As a category 5 hurricane brews in Florida, the Sussex-born Kaya Scodelario finds herself in the year’s most harrowing horror film.



Crawlspace: Kaya Scodelario


That’s crawl, as in the swimming stroke. Haley Keller (Kaya Scodelario) has always dreamed of being a swimming champ, but has never made it to the top rung. However, she can hold her breath underwater which, as it turns out, may be her most valuable gift. Meanwhile, her father and former coach, Dave Keller (Barry Pepper), is having a really bad day. In the throes of a divorce, he is forced to sell the family home in Florida while his wife is off with her new boyfriend in Paris, Then, just as a category 5 hurricane is brewing, he goes missing. As stubborn and strong-willed as her father, Haley goes looking for him – against the advice of the state police and weather forecasters.


The French director Alexandre Aja is a master of sustained suspense. His credits include The Hills Have Eyes (2006), Piranha 3D (2010) and that classic of modern horror, Switchblade Romance (2003) – also known as High Tension. There’s plenty of tension here, thanks to Aja’s intelligent choices and the knack of the scriptwriters Michael Rasmussen and Shawn Rasmussen to constantly spring surprises on an unsuspecting audience. For one, Aja has given us a credible leading lady, a woman both fearless and resourceful and who doesn’t look like a supermodel (no offence, Ms Scodelario). The build-up to the approaching storm is also well delineated, with the rising floodwater building as menacingly as Max Aruj and Steffen Thum's artful and effective score. And Aja spares us the meretricious camera angles and specious shots, besides one fleeting moment when we catch Haley’s terrified face glimpsed through the open jaws of an alligator.
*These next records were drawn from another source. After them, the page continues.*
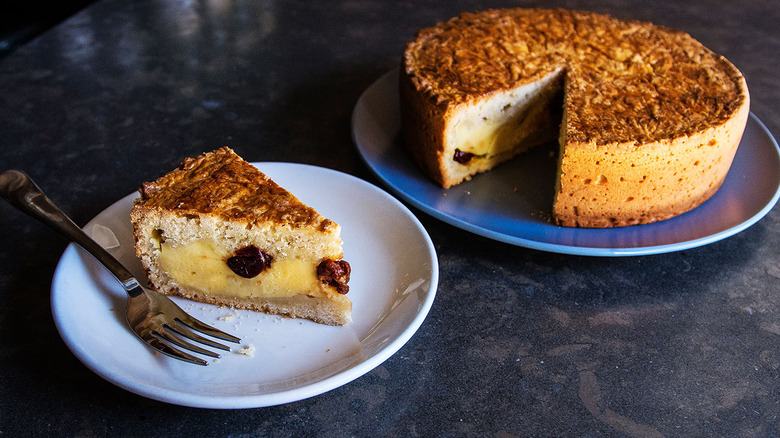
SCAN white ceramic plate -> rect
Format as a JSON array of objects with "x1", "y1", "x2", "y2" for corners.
[
  {"x1": 352, "y1": 70, "x2": 780, "y2": 256},
  {"x1": 51, "y1": 163, "x2": 439, "y2": 409}
]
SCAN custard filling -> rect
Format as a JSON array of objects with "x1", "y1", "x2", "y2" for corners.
[{"x1": 159, "y1": 240, "x2": 329, "y2": 298}]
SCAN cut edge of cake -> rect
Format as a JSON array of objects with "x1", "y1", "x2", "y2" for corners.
[{"x1": 131, "y1": 148, "x2": 352, "y2": 325}]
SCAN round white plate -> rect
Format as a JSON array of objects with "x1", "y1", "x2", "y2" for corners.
[
  {"x1": 352, "y1": 70, "x2": 780, "y2": 256},
  {"x1": 51, "y1": 163, "x2": 439, "y2": 409}
]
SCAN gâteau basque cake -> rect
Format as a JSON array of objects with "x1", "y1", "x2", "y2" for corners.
[
  {"x1": 400, "y1": 9, "x2": 750, "y2": 227},
  {"x1": 131, "y1": 148, "x2": 352, "y2": 325}
]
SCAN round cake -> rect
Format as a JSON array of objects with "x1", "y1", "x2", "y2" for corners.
[{"x1": 400, "y1": 9, "x2": 750, "y2": 228}]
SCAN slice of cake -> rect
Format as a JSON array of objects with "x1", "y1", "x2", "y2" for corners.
[
  {"x1": 400, "y1": 9, "x2": 750, "y2": 227},
  {"x1": 130, "y1": 148, "x2": 352, "y2": 325}
]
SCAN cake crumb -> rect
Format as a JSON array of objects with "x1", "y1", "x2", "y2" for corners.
[{"x1": 238, "y1": 344, "x2": 255, "y2": 357}]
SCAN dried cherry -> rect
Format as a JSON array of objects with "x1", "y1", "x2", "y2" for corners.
[
  {"x1": 452, "y1": 149, "x2": 474, "y2": 164},
  {"x1": 227, "y1": 245, "x2": 273, "y2": 278},
  {"x1": 317, "y1": 259, "x2": 352, "y2": 294}
]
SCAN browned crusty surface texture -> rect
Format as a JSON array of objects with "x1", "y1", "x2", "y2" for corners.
[
  {"x1": 399, "y1": 9, "x2": 749, "y2": 227},
  {"x1": 404, "y1": 9, "x2": 746, "y2": 144},
  {"x1": 130, "y1": 148, "x2": 352, "y2": 325},
  {"x1": 139, "y1": 147, "x2": 335, "y2": 230}
]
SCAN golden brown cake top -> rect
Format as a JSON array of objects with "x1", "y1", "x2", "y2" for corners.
[
  {"x1": 138, "y1": 147, "x2": 336, "y2": 230},
  {"x1": 404, "y1": 9, "x2": 747, "y2": 144}
]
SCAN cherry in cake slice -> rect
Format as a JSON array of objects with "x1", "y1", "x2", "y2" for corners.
[{"x1": 131, "y1": 148, "x2": 352, "y2": 325}]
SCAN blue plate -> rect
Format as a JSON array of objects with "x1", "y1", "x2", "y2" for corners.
[{"x1": 352, "y1": 70, "x2": 780, "y2": 256}]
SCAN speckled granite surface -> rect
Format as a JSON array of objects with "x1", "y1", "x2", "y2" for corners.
[{"x1": 0, "y1": 0, "x2": 780, "y2": 437}]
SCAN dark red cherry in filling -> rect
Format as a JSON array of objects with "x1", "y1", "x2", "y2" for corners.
[
  {"x1": 227, "y1": 245, "x2": 273, "y2": 278},
  {"x1": 452, "y1": 149, "x2": 474, "y2": 164}
]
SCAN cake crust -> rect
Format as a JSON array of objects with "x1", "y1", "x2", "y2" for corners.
[
  {"x1": 130, "y1": 148, "x2": 352, "y2": 325},
  {"x1": 399, "y1": 9, "x2": 749, "y2": 227},
  {"x1": 139, "y1": 147, "x2": 335, "y2": 230}
]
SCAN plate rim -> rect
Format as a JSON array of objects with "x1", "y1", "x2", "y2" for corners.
[
  {"x1": 351, "y1": 68, "x2": 780, "y2": 257},
  {"x1": 50, "y1": 161, "x2": 439, "y2": 409}
]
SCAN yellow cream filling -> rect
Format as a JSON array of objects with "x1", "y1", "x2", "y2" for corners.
[
  {"x1": 455, "y1": 116, "x2": 516, "y2": 156},
  {"x1": 160, "y1": 240, "x2": 328, "y2": 298}
]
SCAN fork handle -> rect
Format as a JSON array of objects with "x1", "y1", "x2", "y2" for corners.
[{"x1": 0, "y1": 170, "x2": 137, "y2": 290}]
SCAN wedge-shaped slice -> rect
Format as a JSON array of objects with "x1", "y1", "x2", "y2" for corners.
[{"x1": 131, "y1": 148, "x2": 352, "y2": 325}]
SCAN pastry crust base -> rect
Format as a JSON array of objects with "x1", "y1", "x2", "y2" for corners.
[{"x1": 399, "y1": 9, "x2": 750, "y2": 228}]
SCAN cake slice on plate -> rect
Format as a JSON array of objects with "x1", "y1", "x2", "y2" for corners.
[{"x1": 131, "y1": 148, "x2": 352, "y2": 325}]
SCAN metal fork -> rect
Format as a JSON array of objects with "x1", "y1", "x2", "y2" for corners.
[{"x1": 0, "y1": 170, "x2": 241, "y2": 365}]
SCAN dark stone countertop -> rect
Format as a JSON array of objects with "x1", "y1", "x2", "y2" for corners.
[{"x1": 0, "y1": 0, "x2": 780, "y2": 437}]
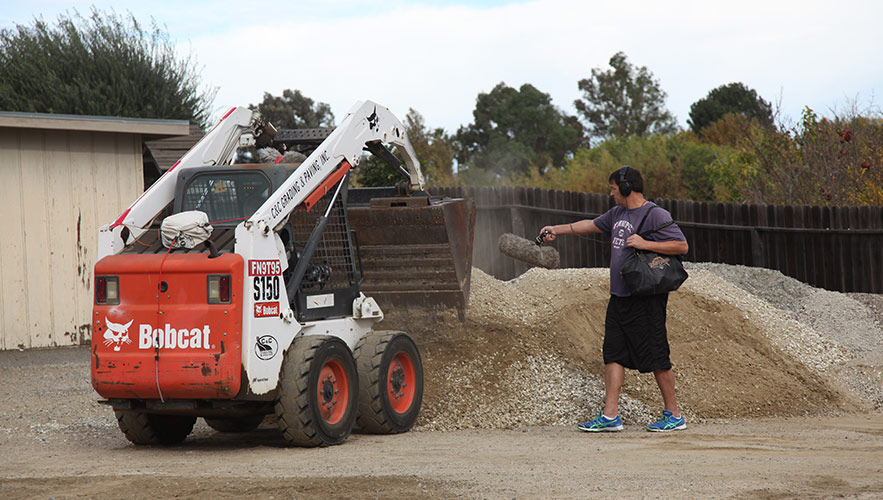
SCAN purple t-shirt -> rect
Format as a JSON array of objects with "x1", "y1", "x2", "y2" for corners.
[{"x1": 593, "y1": 201, "x2": 686, "y2": 297}]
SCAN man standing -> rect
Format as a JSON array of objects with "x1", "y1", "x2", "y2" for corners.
[{"x1": 540, "y1": 165, "x2": 689, "y2": 432}]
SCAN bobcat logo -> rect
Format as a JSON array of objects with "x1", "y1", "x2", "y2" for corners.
[
  {"x1": 104, "y1": 316, "x2": 135, "y2": 351},
  {"x1": 254, "y1": 335, "x2": 279, "y2": 361},
  {"x1": 368, "y1": 106, "x2": 380, "y2": 130}
]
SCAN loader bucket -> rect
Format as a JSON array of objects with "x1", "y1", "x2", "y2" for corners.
[{"x1": 347, "y1": 189, "x2": 475, "y2": 313}]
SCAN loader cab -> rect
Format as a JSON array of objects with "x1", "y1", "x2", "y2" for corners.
[
  {"x1": 173, "y1": 164, "x2": 360, "y2": 321},
  {"x1": 173, "y1": 165, "x2": 295, "y2": 227}
]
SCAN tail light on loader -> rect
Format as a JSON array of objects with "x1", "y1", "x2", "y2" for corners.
[
  {"x1": 95, "y1": 276, "x2": 120, "y2": 305},
  {"x1": 207, "y1": 274, "x2": 233, "y2": 304}
]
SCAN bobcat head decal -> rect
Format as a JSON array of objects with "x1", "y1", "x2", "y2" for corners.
[{"x1": 104, "y1": 316, "x2": 135, "y2": 351}]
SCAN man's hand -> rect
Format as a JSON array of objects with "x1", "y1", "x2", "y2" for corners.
[{"x1": 537, "y1": 226, "x2": 558, "y2": 243}]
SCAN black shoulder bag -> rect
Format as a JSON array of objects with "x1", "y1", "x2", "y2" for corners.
[{"x1": 620, "y1": 205, "x2": 687, "y2": 295}]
Following a recent slew of accomplished horror films, 2019 has rather let the side down (give or take Jordan Peele’s Us). Until now, that is. With its relentless acceleration of the pulse, Crawl is this year’s A Quiet Place, a masterclass in controlled apprehension. With the bond of father and daughter deftly established in a few succinct strokes, the film cuts to the chase as Haley finds herself out of her depth (literally and metaphorically). Here, there are no screaming spectres or outsize monsters, just enough terrestrial concerns to make you wonder why anybody would want to live in the United States. In the event, torrential rain and winds strong enough to rip a house apart are the least of Haley’s worries. When she finally tracks down her father’s mobile phone to the family home, she finds herself in the basement amidst all the mud, rats, flies, venomous spiders and worse – an apex predator of ruthless facility.




Cast: Kaya Scodelario, Barry Pepper, Morfydd Clark, Ross Anderson.


Dir Alexandre Aja, Pro Craig J. Flores, Sam Raimi and Alexandre Aja, Screenplay Michael Rasmussen and Shawn Rasmussen, Ph Maxime Alexandre, Pro Des Alan Gilmore, Ed Elliot Greenberg, Music Max Aruj and Steffen Thum, Costumes Momirka Bailovic, Sound Paul Hackner.


Ghost House Pictures/Raimi Productions-Paramount Pictures.

87 mins. France/Serbia/USA. 2019. Rel: 23 August 2019. Cert. 15.